An email between City of Boise officials shows that an Atlanta developer is no longer looking to purchase a West End property earmarked for a sports park.
A Dec. 6 email from Boise’s director of comprehensive planning, Daren Fluke, to other city officials says Chris Schoen, a developer with Greenstone Properties and a business partner of the Boise Hawks’ owner, will not purchase a 6.5-acre parcel at the corner of Main Street and Whitewater Park Boulevard.
Adam Park, Boise’s community engagement director, said the city has no more information available and only Schoen or Roundhouse can give further details. Neither party could be reached Monday afternoon.
The property for the past year and a half has been considered a potential site for the stadium, a shift from earlier plans to build it at Americana Boulevard and Shoreline Drive.
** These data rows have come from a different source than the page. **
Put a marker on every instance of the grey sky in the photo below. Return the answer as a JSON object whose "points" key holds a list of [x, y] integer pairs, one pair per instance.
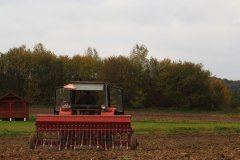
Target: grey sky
{"points": [[201, 31]]}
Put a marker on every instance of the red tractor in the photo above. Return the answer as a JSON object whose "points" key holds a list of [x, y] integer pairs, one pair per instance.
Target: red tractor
{"points": [[86, 115]]}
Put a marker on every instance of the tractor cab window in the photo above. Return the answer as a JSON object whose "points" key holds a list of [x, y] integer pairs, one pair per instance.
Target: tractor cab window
{"points": [[86, 97], [116, 98], [62, 96]]}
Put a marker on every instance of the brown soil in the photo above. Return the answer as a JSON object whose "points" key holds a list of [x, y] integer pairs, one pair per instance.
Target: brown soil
{"points": [[169, 116], [162, 146], [151, 147]]}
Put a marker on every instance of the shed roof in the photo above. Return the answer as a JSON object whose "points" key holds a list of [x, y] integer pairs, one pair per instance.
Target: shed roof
{"points": [[11, 95]]}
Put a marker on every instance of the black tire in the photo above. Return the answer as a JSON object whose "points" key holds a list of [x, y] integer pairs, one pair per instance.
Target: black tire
{"points": [[133, 143], [32, 141]]}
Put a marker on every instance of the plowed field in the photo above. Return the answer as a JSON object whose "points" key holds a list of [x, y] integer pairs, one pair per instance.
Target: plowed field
{"points": [[156, 146], [151, 147]]}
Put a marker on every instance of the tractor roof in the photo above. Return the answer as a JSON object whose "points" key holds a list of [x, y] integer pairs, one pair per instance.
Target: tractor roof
{"points": [[87, 85]]}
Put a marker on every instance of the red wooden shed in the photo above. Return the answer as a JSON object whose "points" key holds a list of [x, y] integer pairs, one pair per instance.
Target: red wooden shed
{"points": [[13, 107]]}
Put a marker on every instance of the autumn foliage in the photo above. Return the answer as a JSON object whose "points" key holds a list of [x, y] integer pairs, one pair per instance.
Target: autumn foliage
{"points": [[148, 82]]}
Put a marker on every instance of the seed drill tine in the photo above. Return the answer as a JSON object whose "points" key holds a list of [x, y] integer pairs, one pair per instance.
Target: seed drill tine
{"points": [[82, 138]]}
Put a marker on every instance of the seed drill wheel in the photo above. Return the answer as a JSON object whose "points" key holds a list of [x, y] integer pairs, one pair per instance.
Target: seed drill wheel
{"points": [[133, 143], [32, 140]]}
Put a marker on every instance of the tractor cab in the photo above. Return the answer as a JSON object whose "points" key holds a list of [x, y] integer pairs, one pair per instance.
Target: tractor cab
{"points": [[89, 98]]}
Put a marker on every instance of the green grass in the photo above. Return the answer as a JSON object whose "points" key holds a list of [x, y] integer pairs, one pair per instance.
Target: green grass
{"points": [[16, 128]]}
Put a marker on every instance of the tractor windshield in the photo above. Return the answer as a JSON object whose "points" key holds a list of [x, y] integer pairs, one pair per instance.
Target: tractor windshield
{"points": [[116, 98], [62, 95]]}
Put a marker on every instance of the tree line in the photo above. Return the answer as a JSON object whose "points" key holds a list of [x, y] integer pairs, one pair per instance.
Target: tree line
{"points": [[147, 82]]}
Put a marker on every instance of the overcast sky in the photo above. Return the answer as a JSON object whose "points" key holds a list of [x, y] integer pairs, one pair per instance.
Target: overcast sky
{"points": [[200, 31]]}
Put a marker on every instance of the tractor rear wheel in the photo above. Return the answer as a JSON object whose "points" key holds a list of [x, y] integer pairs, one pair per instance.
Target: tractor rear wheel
{"points": [[32, 141], [133, 143]]}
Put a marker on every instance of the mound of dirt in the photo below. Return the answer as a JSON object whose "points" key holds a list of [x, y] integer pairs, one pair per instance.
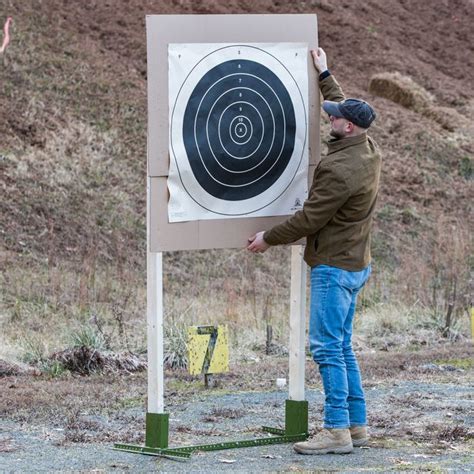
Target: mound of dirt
{"points": [[400, 89], [405, 91]]}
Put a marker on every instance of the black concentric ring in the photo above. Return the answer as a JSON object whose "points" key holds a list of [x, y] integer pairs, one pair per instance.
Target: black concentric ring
{"points": [[238, 130]]}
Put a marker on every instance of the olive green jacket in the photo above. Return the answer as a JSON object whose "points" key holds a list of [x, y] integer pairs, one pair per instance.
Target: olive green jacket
{"points": [[336, 219]]}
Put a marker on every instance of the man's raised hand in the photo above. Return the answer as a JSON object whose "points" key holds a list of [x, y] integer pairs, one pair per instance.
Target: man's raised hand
{"points": [[320, 60], [257, 244]]}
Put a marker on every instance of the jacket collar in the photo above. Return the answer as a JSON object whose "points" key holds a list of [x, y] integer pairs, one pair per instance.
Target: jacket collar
{"points": [[337, 144]]}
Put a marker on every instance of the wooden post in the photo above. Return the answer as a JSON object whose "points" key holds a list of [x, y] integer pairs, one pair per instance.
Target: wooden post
{"points": [[297, 324], [155, 332], [156, 420]]}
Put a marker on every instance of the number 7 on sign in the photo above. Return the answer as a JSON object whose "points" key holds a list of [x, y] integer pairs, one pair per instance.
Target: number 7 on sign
{"points": [[208, 350]]}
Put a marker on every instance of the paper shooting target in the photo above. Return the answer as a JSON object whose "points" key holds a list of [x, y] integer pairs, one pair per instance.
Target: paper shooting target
{"points": [[238, 130]]}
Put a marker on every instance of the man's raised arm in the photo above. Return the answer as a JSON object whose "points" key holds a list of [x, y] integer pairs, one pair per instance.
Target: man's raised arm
{"points": [[328, 85]]}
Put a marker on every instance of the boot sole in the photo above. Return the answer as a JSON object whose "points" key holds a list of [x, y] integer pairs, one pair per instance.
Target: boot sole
{"points": [[340, 450]]}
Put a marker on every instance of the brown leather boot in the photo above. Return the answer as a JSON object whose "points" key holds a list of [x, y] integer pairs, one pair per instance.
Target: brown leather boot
{"points": [[327, 441], [359, 436]]}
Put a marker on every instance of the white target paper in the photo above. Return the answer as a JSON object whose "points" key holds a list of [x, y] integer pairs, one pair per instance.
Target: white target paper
{"points": [[238, 130]]}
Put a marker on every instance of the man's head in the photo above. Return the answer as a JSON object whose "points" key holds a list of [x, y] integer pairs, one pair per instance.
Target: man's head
{"points": [[350, 117]]}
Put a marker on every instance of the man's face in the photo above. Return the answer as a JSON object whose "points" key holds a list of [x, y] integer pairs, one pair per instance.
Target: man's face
{"points": [[340, 127]]}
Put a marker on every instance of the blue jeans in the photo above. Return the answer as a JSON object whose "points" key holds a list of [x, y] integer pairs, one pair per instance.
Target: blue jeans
{"points": [[333, 301]]}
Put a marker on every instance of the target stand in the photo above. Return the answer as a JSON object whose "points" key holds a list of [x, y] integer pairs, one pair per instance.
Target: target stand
{"points": [[231, 145]]}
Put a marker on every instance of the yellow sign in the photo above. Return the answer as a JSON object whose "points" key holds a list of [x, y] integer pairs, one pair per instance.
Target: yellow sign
{"points": [[208, 350]]}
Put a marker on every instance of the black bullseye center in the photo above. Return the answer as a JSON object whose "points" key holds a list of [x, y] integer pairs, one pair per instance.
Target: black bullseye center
{"points": [[239, 130]]}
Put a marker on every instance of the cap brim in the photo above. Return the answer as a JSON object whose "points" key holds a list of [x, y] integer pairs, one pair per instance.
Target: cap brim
{"points": [[332, 108]]}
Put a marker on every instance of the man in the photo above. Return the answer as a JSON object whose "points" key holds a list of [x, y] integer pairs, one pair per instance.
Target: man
{"points": [[336, 221]]}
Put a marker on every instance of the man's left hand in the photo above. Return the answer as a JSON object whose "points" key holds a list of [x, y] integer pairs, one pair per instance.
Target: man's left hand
{"points": [[257, 244]]}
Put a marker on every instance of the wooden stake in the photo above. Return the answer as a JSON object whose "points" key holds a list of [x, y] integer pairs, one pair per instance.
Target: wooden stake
{"points": [[297, 324], [154, 287]]}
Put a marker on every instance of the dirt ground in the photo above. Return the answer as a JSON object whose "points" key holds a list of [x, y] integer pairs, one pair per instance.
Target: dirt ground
{"points": [[421, 407]]}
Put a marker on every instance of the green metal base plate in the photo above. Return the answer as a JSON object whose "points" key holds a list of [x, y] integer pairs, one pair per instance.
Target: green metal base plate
{"points": [[186, 451], [156, 441]]}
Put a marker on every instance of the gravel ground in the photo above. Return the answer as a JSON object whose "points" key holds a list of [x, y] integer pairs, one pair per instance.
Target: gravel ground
{"points": [[415, 426]]}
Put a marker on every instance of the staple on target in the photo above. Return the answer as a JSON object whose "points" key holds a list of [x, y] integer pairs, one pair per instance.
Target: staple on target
{"points": [[238, 128]]}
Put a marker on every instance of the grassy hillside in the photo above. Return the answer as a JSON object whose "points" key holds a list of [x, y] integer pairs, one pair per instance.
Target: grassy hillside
{"points": [[73, 168]]}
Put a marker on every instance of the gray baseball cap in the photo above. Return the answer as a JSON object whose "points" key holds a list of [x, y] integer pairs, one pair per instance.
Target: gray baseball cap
{"points": [[356, 111]]}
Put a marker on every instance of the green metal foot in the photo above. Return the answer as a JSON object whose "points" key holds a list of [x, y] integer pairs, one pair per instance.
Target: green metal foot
{"points": [[157, 428], [296, 417]]}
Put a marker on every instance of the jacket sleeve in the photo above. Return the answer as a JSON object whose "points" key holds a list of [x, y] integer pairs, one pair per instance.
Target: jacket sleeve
{"points": [[328, 193], [331, 89]]}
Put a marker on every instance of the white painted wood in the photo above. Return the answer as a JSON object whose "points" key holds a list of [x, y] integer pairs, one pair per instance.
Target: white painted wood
{"points": [[154, 323], [297, 324]]}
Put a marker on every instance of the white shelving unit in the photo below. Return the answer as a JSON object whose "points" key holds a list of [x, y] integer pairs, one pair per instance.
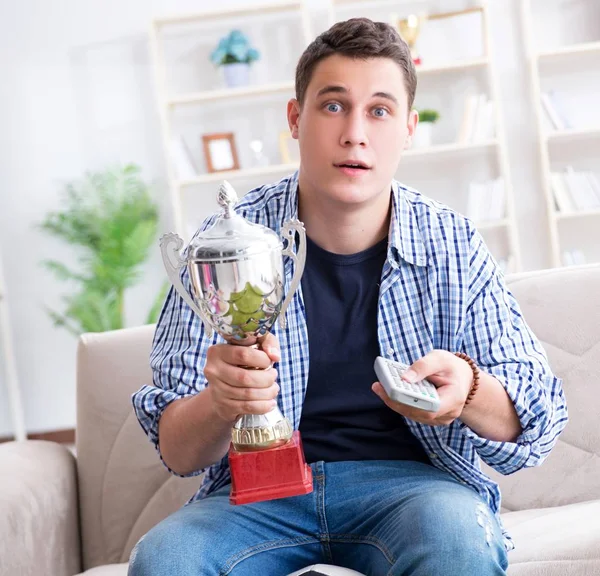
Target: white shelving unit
{"points": [[575, 229], [448, 156], [8, 368], [453, 157], [170, 103]]}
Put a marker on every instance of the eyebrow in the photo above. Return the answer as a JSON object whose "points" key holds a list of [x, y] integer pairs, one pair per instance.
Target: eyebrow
{"points": [[331, 89]]}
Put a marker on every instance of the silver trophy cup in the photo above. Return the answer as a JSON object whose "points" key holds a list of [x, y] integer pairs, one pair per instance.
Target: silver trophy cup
{"points": [[236, 274]]}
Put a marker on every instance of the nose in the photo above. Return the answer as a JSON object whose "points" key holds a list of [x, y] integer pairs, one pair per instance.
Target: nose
{"points": [[354, 132]]}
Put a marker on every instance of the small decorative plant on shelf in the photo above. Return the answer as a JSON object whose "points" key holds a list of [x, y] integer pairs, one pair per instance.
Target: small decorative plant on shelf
{"points": [[111, 221], [235, 55], [427, 118]]}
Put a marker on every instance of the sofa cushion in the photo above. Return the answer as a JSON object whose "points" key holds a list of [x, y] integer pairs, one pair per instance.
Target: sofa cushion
{"points": [[555, 541]]}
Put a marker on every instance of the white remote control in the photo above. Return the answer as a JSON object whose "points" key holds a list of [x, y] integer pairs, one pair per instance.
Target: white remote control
{"points": [[422, 394]]}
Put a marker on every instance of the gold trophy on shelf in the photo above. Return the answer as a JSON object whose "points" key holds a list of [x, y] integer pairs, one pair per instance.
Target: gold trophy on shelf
{"points": [[410, 28]]}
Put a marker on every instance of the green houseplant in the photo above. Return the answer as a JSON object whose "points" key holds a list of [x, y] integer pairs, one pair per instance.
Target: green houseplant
{"points": [[111, 220], [234, 54]]}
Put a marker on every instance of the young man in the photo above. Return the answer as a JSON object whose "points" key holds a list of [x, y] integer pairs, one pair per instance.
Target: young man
{"points": [[389, 272]]}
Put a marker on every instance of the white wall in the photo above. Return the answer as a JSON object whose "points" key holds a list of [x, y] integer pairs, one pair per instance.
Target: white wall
{"points": [[59, 118]]}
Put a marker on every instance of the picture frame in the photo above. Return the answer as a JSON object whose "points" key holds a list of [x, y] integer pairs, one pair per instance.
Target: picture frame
{"points": [[288, 148], [220, 152]]}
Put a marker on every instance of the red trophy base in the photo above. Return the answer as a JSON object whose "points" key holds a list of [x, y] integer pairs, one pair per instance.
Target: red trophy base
{"points": [[268, 474]]}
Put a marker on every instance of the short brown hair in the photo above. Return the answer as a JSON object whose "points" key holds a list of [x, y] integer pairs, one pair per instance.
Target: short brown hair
{"points": [[357, 38]]}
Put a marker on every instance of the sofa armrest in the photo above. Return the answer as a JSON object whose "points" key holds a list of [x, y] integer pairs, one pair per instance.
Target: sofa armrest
{"points": [[39, 524]]}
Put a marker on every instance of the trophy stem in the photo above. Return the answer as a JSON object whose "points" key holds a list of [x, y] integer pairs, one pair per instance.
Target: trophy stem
{"points": [[252, 432]]}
The West End site is owned by an LLC associated with Los Angeles-based developer Roundhouse, formerly LocalConstruct. Roundhouse told the Idaho Statesman in July 2018 that it was negotiating the potential sale of the property to Greenstone for a sports park and multiuse development. Under an early proposal discussed in 2017, Boise would contribute $3 million in cash to the project, and part of the stadium construction would be financed with a bond through city urban renewal agency Capital City Development Corporation.
The stadium faced significant opposition and became a talking point during the 2019 Boise mayoral election, where outgoing Mayor Dave Bieter was the project’s sole defender in a field of seven candidates all aiming to take the helm of Idaho’s largest city. He was defeated by City Council President Lauren McLean, who opposes the project.
In the Dec. 6 email from Fluke to Bieter’s Chief of Staff Jade Riley, Economic Development Director Sean Keithly and Director of Planning and Development Services Mark Lavin, Fluke said because the property will no longer be purchased by the stadium developer, Roundhouse needs to slightly renegotiate the details of a development agreement on the site.
Currently, the company is required to build a road through the property, which was originally planned to align with 29th Street. Roundhouse is requesting to realign it with 28th Street instead.
Roundhouse obtained the parcel in a land swap with the city of Boise in 2016 in exchange for Spaulding Ranch in the West Bench. Originally, the plan was for Roundhouse to develop a mixed-use parcel with residential units, office space, retail and walking trails. It is unclear if this is still Roundhouse’s plan for the area.
Because the Whitewater Park Boulevard property and Spaulding Ranch were not equal in value, the city put requirements on Roundhouse that would make the swap equitable as required by Idaho state statute. According to city spokesman Mike Journee in 2018, the agreement mandated the company construct a road through the parcel to improve connectivity in the area as well as 10 affordable housing units.
Under the agreement, which still stands, Roundhouse was supposed to have begun construction on the connecting road through the parcel by July 2018. If the company has not built the street, 50 residential units, and 10,000 square feet of office and retail space by April 2021, the city then can repurchase the property at market value.
In March of 2019, an LLC tied to Greenstone properties purchased The Symposion bar property near the proposed stadium site in the West End. According to the Ada County Assessor’s website, this LLC, called HBCBP, still owns the property. The bar is still operating.
The sports park project has had two road blocks thrown up in the past year. At the end of 2018, citizens group Boise Working Together successfully gathered enough signatures to put a ballot initiative to the voters asking if they would like a vote on any stadium project valuing more than $5 million of either public or private funds.
During the 2019 Legislative Session, new legislation passed that tightens the restrictions on what projects using urban renewal funds require voter approval before they can move forward. After the Gov. Brad Little signed the bill into law, neither city officials or urban renewal agency staff would say definitively whether or not the stadium was impacted.